The two qualifying features of a Hindu are faith in one Supreme God and belief in the authority of the Vedas and following the principles enshrined in them. The Vedas are accepted by everyone in Hindu dharma. The Vedas are ancient shastras taken as direct revelations by God to the enlightened rishis of India. As such, they have not originated at a particular time in history and are believed to be eternal and of divine origin. The Vedas are also known as the Shruti Shastras. Shruti means ‘that which is heard,’ i.e., the divine utterances revealed to the rishis by Bhagwan.

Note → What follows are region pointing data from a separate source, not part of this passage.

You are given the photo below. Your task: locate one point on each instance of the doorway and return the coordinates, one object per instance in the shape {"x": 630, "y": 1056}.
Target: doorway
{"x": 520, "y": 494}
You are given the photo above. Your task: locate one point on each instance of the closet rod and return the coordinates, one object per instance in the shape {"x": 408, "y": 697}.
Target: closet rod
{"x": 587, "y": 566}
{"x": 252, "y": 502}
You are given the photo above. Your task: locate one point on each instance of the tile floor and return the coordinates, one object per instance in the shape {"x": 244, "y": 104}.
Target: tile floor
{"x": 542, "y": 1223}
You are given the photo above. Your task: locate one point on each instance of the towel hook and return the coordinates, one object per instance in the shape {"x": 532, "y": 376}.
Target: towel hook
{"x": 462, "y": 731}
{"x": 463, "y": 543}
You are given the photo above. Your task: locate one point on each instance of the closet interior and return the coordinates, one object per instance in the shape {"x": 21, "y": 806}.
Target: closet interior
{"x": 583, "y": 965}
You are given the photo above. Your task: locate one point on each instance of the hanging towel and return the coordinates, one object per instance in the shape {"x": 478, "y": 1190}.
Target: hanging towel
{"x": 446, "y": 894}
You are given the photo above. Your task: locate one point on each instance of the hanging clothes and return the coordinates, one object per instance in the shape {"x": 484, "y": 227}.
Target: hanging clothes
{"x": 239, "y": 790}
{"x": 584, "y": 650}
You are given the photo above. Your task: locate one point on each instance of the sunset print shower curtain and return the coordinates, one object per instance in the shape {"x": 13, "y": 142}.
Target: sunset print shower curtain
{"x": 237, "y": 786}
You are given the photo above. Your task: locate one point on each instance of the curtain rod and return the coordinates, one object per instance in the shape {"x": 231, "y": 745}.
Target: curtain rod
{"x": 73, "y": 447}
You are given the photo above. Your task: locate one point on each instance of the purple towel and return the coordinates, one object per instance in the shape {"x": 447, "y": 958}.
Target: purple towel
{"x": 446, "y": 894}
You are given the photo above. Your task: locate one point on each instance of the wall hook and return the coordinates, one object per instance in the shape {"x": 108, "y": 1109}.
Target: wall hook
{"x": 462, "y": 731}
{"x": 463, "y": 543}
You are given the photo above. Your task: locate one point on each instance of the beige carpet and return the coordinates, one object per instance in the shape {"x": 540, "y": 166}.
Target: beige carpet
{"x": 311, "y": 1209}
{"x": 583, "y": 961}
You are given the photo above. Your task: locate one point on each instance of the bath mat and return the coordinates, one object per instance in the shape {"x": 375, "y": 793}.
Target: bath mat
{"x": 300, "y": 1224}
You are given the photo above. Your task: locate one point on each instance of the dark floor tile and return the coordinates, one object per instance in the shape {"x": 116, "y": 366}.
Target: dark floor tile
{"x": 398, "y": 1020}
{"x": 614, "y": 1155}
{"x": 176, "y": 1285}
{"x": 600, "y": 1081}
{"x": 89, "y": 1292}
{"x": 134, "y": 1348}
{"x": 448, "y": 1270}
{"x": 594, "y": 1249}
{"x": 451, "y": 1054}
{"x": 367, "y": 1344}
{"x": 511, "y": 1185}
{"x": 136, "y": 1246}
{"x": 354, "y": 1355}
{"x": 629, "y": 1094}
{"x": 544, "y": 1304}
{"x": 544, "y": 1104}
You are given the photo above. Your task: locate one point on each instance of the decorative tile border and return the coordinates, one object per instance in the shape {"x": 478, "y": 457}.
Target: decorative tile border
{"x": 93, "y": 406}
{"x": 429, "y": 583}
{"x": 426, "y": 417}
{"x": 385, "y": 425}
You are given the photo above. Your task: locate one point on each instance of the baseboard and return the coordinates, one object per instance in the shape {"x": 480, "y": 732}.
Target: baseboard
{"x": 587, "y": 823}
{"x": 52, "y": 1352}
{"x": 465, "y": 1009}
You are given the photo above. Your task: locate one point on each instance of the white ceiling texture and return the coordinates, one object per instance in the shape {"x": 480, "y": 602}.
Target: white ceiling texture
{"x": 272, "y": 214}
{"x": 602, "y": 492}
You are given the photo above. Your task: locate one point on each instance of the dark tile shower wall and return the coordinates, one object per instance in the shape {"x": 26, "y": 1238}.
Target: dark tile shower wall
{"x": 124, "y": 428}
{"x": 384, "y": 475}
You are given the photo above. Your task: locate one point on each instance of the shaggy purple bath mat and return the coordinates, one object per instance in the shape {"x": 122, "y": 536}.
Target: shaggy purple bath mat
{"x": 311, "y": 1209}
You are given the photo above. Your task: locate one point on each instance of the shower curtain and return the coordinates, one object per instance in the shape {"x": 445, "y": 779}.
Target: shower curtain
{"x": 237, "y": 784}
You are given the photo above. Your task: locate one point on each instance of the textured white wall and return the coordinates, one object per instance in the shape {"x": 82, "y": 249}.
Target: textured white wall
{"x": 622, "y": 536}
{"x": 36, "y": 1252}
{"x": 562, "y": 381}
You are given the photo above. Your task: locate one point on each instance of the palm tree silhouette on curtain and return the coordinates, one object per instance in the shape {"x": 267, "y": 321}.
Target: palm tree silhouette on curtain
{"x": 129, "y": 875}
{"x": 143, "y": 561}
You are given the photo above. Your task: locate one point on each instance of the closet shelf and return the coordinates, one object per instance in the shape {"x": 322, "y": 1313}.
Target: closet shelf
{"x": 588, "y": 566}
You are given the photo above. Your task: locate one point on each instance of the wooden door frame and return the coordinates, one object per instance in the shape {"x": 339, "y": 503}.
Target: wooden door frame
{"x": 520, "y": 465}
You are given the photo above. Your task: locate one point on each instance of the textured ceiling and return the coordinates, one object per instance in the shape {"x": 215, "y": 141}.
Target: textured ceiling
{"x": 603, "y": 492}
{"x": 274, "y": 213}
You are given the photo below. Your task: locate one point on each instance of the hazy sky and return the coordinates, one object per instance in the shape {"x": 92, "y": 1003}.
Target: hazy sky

The Vedas consist of over 100,000 verses with additional prose. There are four Vedas: Rig Veda, Sãm Veda, Yajur Veda, and Atharva Veda. Each of the four Vedas are comprised of four parts: Samhitã (hymns), Brãhman (manual of rites and rituals), Ãranyak (forest treatises), and the Upanishads (enlightened teachings that contain the essence of Hindu philosophy dealing with the nature and relation of God, jiva, maya, and moksha). In past centuries, students would devote their entire lives to learning the Vedas orally from their gurus, passing on this knowledge for generations. The shlokas would be recited during the performance of a yagna, a common form of the early Vedic religion. Students would recite them as they were written, some would recite them backwards, and yet others would recite them in different patterns to make sure that each mantra was accurately passed down word for word. These methods have ensured the consistency and credibility of the Vedas through the centuries of their existence.